La reconstrucción de ese pasado cercano e irreparable, que no vimos: el caballo se desbocó, corrió a pesar de que Martín Furman le tiraba de las riendas, frenó de pronto para esquivar algo y Martín Furman salió volando, se golpeó contra el tronco, perdió la vida. Era eso. Había perdido la vida. Pero seguíamos sin saber por qué el caballo se había desbocado. De un lado, estaba el cuerpo del menor de los Furman y del otro, el silencio de tumba de su hermano y mis hermanos.

Primero oímos los perros. Cuando Furman entró en la casa, su mujer lo miró. Fue como si estuvieran solos. Furman negó, mirando el piso. Su mujer se agarró la cabeza. Mi padre entró por la cocina. Acostó el cuerpo del chico en el sillón del saloncito de la entrada. Lo tapó con una campera. Aunque ya no hacía falta, llamaron al médico.

Esa tarde, mi madre me había dicho que dejara que los varones jugaran solos. Tenía que entender. A veces los chicos querían jugar por su cuenta. Me ofendí. En el campo no importaba que fuera mujer, yo era uno más. También me di cuenta de que tenían razón. Así que no dije nada aunque tampoco estaba de acuerdo. Tomamos el té. Después los vi moverse, apurados, por la casa, como hacen los varones cuando están por ir juntos a algún lado. Cuando cerraron el mosquitero, ya hacía un poco menos de calor.

La señora Furman fue a la salita de la entrada y entonces oímos el grito. Fue el primero. Y después ya no podías contar. Parecía un solo grito, que se cortaba cuando tenía que tomar aire para seguir. Gritó muchas veces. No decía nada. Eran gritos vacíos. Mis hermanos se miraron y el mayor de los Furman cerró los ojos. Los gritos rebotaban contra las paredes y la señora Furman también, o al menos eso parecía desde la sala. Oíamos golpes secos, las voces de mi padre y el señor Furman que la llamaban por su nombre. Oíamos esos gritos que estaban en otra dimensión porque en ese momento la señora Furman era inalcanzable. Iba por la sala –a lo mejor no era que se tiraba contra las paredes sino que no las veía–, gravitando alrededor del cuerpo inmóvil de su hijo menor.

El médico llegó y aunque sabía que el chico se había muerto entró corriendo en la casa. No pudo hacer nada por el chico pero atendió a la madre. Vimos que la acompañaban hasta el jeep. Su marido la abrazaba por la cintura. La acomodó en el asiento y entró de nuevo, a buscar a su hijo mayor. Él iba a ocuparse de los trámites con mi padre y el chico tenía que volver a casa con su madre.

Se lo dijo como si fuera una orden, pero también entendimos que si iba, el chico le hacía un favor al padre y además iba a cuidar a su madre por primera vez en la vida.
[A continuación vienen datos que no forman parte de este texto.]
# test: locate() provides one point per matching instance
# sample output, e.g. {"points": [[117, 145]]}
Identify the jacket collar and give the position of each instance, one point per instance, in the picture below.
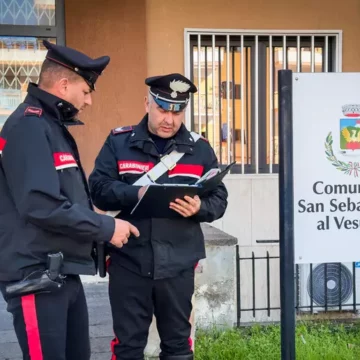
{"points": [[55, 106]]}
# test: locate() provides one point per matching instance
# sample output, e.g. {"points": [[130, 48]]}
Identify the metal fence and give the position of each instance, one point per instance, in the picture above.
{"points": [[319, 288]]}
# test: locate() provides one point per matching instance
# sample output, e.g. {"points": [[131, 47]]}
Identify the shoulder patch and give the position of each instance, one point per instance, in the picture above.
{"points": [[31, 111], [122, 129]]}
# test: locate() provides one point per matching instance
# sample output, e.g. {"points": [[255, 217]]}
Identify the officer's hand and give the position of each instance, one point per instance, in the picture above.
{"points": [[123, 229], [187, 207], [142, 191]]}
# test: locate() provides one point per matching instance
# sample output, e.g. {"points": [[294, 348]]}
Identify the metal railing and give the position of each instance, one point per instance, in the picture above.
{"points": [[318, 287]]}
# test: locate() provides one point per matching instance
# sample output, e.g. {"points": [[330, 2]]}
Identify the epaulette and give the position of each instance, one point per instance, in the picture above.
{"points": [[31, 111], [122, 130], [204, 138]]}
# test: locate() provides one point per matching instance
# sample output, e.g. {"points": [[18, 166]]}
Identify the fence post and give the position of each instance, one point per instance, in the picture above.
{"points": [[286, 216]]}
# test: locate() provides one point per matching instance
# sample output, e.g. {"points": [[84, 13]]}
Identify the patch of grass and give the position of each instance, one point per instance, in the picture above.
{"points": [[324, 341]]}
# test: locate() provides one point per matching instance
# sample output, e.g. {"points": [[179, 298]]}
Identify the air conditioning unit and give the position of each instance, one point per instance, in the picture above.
{"points": [[330, 285]]}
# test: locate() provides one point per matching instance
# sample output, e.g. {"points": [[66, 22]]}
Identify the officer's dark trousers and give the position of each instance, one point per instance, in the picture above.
{"points": [[134, 299], [53, 326]]}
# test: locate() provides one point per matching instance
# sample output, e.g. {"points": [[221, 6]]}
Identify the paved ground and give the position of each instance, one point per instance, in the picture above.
{"points": [[100, 326]]}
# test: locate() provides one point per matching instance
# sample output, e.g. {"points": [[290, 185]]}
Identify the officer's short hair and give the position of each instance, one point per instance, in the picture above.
{"points": [[52, 72]]}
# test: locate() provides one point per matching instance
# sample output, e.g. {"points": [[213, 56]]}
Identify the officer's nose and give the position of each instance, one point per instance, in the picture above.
{"points": [[169, 118]]}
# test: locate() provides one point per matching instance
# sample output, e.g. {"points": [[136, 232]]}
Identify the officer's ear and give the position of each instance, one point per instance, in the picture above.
{"points": [[63, 86]]}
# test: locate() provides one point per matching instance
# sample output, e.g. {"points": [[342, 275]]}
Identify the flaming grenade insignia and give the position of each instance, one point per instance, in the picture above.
{"points": [[178, 86]]}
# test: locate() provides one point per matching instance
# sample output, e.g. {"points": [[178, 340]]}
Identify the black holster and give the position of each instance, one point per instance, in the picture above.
{"points": [[49, 280], [177, 357]]}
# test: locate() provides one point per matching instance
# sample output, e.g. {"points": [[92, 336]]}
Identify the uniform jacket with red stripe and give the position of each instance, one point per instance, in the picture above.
{"points": [[165, 246], [45, 202]]}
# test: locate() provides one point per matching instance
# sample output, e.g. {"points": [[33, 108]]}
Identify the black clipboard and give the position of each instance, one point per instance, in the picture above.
{"points": [[156, 199]]}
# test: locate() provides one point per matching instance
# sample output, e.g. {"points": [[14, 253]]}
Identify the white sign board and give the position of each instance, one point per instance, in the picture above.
{"points": [[326, 161]]}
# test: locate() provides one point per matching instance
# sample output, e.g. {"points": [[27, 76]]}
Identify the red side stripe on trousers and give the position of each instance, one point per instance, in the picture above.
{"points": [[31, 326], [114, 342]]}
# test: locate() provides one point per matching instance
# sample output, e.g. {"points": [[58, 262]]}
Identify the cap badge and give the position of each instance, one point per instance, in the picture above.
{"points": [[178, 86]]}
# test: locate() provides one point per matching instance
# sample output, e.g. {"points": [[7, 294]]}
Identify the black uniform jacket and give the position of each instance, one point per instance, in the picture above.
{"points": [[45, 202], [165, 246]]}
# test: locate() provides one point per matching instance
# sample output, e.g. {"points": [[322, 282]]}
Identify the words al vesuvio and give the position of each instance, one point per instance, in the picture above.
{"points": [[341, 203]]}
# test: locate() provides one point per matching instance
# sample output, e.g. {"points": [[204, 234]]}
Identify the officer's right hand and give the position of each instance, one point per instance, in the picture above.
{"points": [[123, 230], [142, 191]]}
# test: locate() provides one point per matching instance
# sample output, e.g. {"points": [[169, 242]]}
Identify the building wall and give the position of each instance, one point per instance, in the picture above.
{"points": [[166, 20], [146, 37], [114, 28]]}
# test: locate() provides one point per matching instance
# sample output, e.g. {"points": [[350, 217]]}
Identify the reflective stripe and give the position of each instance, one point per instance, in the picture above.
{"points": [[2, 144]]}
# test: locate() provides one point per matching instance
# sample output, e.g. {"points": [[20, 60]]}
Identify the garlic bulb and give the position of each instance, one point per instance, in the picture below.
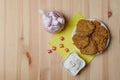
{"points": [[53, 21]]}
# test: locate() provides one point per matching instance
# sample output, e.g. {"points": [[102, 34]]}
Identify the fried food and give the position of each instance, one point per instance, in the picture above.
{"points": [[80, 42], [100, 36], [91, 49], [91, 37], [96, 23], [85, 27]]}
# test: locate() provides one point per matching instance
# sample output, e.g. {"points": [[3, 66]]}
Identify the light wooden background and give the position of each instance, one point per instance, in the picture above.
{"points": [[23, 41]]}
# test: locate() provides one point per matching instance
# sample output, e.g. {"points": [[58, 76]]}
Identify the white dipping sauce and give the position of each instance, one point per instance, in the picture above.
{"points": [[73, 63]]}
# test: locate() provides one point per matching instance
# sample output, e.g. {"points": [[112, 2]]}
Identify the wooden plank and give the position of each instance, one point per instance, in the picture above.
{"points": [[2, 39], [11, 40], [23, 42]]}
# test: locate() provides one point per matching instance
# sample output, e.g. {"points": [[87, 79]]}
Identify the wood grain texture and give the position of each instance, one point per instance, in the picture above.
{"points": [[23, 42]]}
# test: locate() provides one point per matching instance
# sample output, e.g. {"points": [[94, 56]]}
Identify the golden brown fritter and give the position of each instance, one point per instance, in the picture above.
{"points": [[90, 49], [95, 22], [80, 42], [85, 27], [91, 37]]}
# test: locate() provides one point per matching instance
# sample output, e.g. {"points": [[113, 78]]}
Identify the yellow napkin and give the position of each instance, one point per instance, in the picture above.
{"points": [[67, 34]]}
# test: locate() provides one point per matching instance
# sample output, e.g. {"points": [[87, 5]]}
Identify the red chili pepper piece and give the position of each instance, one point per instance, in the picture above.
{"points": [[61, 45], [49, 51], [62, 38], [53, 48], [66, 50]]}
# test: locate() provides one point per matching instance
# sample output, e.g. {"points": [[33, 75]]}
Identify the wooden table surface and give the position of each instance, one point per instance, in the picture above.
{"points": [[23, 41]]}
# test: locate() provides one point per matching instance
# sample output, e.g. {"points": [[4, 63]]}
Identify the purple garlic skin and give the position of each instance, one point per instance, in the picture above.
{"points": [[53, 21]]}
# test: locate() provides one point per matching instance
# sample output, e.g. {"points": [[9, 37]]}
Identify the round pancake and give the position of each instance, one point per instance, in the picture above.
{"points": [[100, 41], [80, 42], [85, 27], [91, 49]]}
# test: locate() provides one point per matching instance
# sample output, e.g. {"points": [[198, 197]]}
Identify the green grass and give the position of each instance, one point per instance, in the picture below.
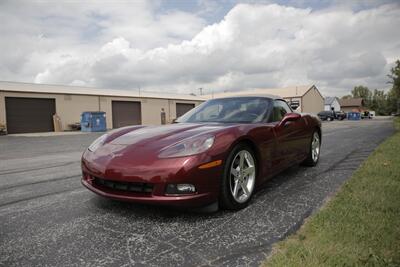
{"points": [[360, 226]]}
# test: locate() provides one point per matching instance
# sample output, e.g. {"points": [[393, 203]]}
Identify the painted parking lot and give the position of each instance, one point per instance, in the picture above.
{"points": [[48, 218]]}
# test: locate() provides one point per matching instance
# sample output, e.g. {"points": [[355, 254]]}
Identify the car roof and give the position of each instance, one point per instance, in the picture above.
{"points": [[273, 97]]}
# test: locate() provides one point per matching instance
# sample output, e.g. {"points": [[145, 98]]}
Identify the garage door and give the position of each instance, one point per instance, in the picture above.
{"points": [[126, 113], [29, 115], [182, 108]]}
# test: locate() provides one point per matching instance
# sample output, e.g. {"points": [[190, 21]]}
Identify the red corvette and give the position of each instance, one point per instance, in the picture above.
{"points": [[219, 152]]}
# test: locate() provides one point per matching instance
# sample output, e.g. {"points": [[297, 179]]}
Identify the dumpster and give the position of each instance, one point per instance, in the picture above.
{"points": [[93, 121], [354, 116]]}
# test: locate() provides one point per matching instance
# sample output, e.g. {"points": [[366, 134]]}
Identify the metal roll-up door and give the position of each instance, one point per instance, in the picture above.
{"points": [[125, 113], [29, 115], [182, 108]]}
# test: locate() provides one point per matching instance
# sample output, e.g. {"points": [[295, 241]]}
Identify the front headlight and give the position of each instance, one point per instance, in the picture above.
{"points": [[188, 147], [97, 143]]}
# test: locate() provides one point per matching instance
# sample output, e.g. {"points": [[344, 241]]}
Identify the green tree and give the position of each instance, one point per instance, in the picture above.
{"points": [[394, 93]]}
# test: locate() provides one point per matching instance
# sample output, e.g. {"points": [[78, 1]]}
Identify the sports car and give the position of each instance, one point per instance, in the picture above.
{"points": [[220, 152]]}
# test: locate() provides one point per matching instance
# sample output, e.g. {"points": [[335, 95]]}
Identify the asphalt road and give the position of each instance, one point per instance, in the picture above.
{"points": [[48, 218]]}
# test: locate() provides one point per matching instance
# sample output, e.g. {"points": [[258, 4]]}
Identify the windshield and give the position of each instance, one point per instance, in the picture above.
{"points": [[229, 110]]}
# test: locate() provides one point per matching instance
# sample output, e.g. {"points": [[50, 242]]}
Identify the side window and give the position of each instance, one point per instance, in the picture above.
{"points": [[279, 110]]}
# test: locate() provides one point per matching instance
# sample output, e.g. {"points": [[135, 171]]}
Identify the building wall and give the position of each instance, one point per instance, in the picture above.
{"points": [[294, 99], [70, 107], [335, 104], [312, 102], [351, 109]]}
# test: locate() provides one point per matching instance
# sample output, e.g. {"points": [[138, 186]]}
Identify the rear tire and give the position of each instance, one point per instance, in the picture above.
{"points": [[239, 177], [314, 150]]}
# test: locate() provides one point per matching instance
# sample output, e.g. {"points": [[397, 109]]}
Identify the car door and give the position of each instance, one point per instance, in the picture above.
{"points": [[288, 137]]}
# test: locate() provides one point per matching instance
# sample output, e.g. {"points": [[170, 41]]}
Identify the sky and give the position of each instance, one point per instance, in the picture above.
{"points": [[179, 46]]}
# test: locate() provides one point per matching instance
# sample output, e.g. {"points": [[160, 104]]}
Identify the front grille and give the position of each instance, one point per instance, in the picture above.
{"points": [[124, 186]]}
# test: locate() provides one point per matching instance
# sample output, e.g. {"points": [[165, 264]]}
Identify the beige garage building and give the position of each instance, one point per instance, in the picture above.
{"points": [[27, 107], [301, 98]]}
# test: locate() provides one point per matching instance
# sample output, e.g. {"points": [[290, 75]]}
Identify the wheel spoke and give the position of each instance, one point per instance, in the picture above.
{"points": [[235, 173], [248, 171], [241, 161], [236, 188], [245, 190]]}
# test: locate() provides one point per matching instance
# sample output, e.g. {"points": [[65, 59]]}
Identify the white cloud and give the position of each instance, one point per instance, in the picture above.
{"points": [[127, 46]]}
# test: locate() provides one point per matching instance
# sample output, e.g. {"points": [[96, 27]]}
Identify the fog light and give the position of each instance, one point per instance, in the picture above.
{"points": [[187, 188], [174, 189]]}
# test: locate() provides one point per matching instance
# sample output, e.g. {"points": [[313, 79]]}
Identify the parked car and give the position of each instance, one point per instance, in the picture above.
{"points": [[366, 115], [340, 115], [326, 115], [219, 152]]}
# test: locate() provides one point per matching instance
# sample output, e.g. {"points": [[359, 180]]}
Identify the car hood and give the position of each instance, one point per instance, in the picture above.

El chico tenía una remera azul, y la cara sucia de tierra, con huellas secas que habían dejado las lágrimas. Su padre lo agarró de los hombros para llevarlo hacia fuera. Mis hermanos y el chico se miraron. ¿Habían querido hacerle una broma a Martín y por eso habían asustado al caballo? ¿Se había espantado el caballo por algo que ellos hicieron sin querer? A lo mejor, habían pisado una rama seca y eso asustó al animal. ¿O se habían peleado y le habían pegado al caballo con el rebenque? ¿O podía ser que Martín hubiera galopado demasiado fuerte para escaparse porque lo seguían en un juego? ¿Y si el chico les había hecho algo y por eso había salido corriendo así? Ese día, el parecido entre mis hermanos y los chicos de Furman se quebró como un hechizo pero algo más fuerte que el hechizo los unió, aunque no volvieron a jugar juntos. Tuve la suerte de darme cuenta que era mejor no preguntarle nada a mis hermanos. Hubiera chocado contra el silencio de la verdad.